I'm trying to run multiple Scrapy spiders with the CrawlerProcess class :
for market_id in markets_data["market_id"]:
starting_url = markets_data[markets_data['market_id'] == market_id].iloc[0]['specific_url']
cond_url = markets_data[markets_data['market_id'] == market_id].iloc[0]['cond_url']
crawl_limit = markets_data[markets_data['market_id'] == market_id].iloc[0]['crawl_limit']
market_language = markets_data[markets_data['market_id'] == market_id].iloc[0]['language']
print("Crawl limit : ", crawl_limit)
process = CrawlerProcess({
'CLOSESPIDER_PAGECOUNT': crawl_limit
})
process.crawl(SpiderKncs, market_id, starting_url, cond_url, market_language, markets_data,keywords_table)
process.start() # the script will block here until the crawling is finished
The issue here is the Exception twisted.internet.error.ReactorNotRestartable
, I know I can't have process.start()
in the loop but if process = CrawlerProcess({})
is outside, above the loop and process.start()

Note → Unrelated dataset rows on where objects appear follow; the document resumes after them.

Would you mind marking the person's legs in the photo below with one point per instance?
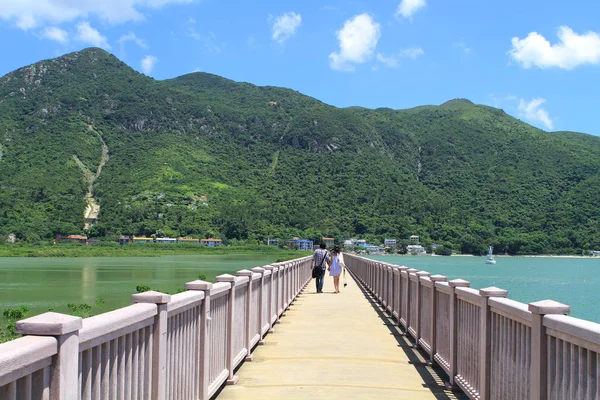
(320, 283)
(317, 284)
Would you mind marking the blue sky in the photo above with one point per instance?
(537, 60)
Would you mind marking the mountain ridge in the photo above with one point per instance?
(466, 174)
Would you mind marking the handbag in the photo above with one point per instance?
(318, 271)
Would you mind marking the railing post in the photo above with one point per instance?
(64, 378)
(434, 279)
(274, 292)
(420, 274)
(227, 278)
(261, 298)
(453, 323)
(204, 340)
(400, 293)
(485, 338)
(539, 345)
(247, 273)
(408, 296)
(159, 341)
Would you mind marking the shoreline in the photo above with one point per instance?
(495, 256)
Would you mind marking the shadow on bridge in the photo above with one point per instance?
(432, 375)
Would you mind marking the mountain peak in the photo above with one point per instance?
(458, 103)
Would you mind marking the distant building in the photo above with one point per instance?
(188, 240)
(416, 250)
(212, 242)
(299, 244)
(142, 239)
(329, 242)
(166, 240)
(389, 242)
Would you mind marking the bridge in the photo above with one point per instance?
(394, 332)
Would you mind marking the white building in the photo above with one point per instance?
(389, 242)
(416, 250)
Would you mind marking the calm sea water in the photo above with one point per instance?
(575, 282)
(43, 283)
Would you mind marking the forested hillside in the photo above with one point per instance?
(275, 163)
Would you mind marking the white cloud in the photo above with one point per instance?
(148, 63)
(56, 34)
(89, 35)
(131, 37)
(388, 61)
(27, 14)
(407, 8)
(358, 39)
(533, 112)
(285, 26)
(412, 52)
(571, 51)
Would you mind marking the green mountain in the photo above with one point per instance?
(87, 129)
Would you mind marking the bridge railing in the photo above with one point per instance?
(491, 347)
(184, 346)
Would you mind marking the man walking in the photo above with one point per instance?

after the loop (creating only the CrawlerProcess object in the for) : I can't have my custom 'CLOSESPIDER_PAGECOUNT': crawl_limit settings.

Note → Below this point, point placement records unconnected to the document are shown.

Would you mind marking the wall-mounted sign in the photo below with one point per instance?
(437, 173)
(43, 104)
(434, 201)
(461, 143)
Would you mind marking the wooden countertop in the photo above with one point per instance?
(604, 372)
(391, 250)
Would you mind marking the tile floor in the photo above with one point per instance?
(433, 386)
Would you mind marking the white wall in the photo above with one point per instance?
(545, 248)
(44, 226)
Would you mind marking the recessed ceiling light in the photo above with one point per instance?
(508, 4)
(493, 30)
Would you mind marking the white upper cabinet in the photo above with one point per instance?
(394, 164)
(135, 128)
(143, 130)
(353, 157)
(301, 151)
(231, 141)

If process = CrawlerProcess({'CLOSESPIDER_PAGECOUNT': crawl_limit})
and process.crawl()
are inside the loop and only process.start()

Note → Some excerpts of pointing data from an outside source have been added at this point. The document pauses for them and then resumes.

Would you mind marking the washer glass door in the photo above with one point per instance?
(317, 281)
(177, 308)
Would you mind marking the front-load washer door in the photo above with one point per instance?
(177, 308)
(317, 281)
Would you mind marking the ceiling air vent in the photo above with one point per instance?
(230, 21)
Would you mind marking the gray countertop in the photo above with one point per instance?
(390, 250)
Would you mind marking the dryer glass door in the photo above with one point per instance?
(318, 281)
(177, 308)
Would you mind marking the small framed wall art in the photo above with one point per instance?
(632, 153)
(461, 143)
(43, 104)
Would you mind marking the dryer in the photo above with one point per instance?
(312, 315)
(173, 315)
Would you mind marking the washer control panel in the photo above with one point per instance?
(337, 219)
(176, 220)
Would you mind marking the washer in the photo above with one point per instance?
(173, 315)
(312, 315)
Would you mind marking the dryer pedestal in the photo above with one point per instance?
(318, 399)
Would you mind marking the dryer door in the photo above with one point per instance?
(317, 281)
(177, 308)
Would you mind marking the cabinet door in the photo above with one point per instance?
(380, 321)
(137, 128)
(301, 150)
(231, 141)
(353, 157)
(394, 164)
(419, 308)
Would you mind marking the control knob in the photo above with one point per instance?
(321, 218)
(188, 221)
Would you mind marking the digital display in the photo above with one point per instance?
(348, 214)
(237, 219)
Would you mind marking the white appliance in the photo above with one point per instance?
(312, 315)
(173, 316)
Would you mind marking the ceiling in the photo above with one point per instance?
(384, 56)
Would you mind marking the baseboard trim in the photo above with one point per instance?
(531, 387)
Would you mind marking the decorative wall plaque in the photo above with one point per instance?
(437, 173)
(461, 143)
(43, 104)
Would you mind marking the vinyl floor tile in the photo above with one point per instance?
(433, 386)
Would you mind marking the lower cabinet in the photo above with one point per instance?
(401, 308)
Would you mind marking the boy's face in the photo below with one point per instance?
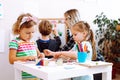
(27, 33)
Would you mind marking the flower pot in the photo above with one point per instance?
(118, 27)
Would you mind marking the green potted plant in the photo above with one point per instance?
(108, 39)
(107, 36)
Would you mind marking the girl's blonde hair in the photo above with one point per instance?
(82, 26)
(23, 21)
(45, 27)
(73, 17)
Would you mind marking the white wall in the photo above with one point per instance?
(47, 9)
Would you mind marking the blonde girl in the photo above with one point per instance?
(22, 48)
(82, 34)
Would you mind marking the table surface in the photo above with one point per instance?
(67, 70)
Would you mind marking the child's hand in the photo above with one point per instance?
(56, 55)
(41, 55)
(31, 58)
(47, 52)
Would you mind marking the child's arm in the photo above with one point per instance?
(40, 55)
(13, 58)
(61, 54)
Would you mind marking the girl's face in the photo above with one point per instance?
(78, 36)
(67, 22)
(27, 33)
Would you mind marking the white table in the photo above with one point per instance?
(61, 72)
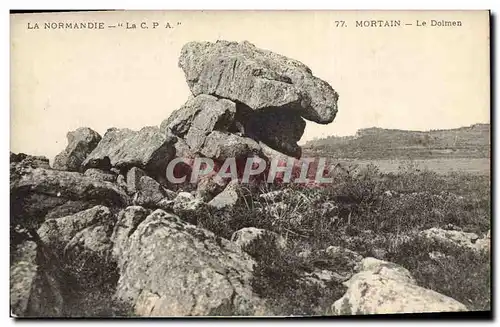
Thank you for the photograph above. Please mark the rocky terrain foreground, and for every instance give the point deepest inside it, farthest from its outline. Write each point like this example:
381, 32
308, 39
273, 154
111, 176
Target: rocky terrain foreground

outside, after the for, I get a lot of twisted.python.failure.Failure twisted.internet.error.ConnectionLost: Connection to the other side was lost in a non-clean fashion: Connection lost.
Note that in my spider I'm scraping links recursively if it's the same domain with SpiderKncs.rules = Rule(LxmlLinkExtractor(allow=rf"({current_url}).*", unique=True), callback='parse_item', follow=True),
without depth limit, I just need a page count limit per domain current_url
.
What's the right way to do that ? Multiple spiders, different settings (CLOSESPIDER_PAGECOUNT here) ? Being struggling with this for days
EDIT : also have an issue if 'CONCURRENT_REQUESTS'
setting is more than one, closespider_pagecount doesn't work (eg. 14 pages scraped with pagecount limit = 2) but I read that the pages are already in queue. No idea how to handle the pagecount limit
EDIT2 : Tried CrawlerRunner like this :
for market_id in markets_data["market_id"]:
start = time.time()
starting_url = markets_data[markets_data['market_id'] == market_id].iloc[0]['specific_url']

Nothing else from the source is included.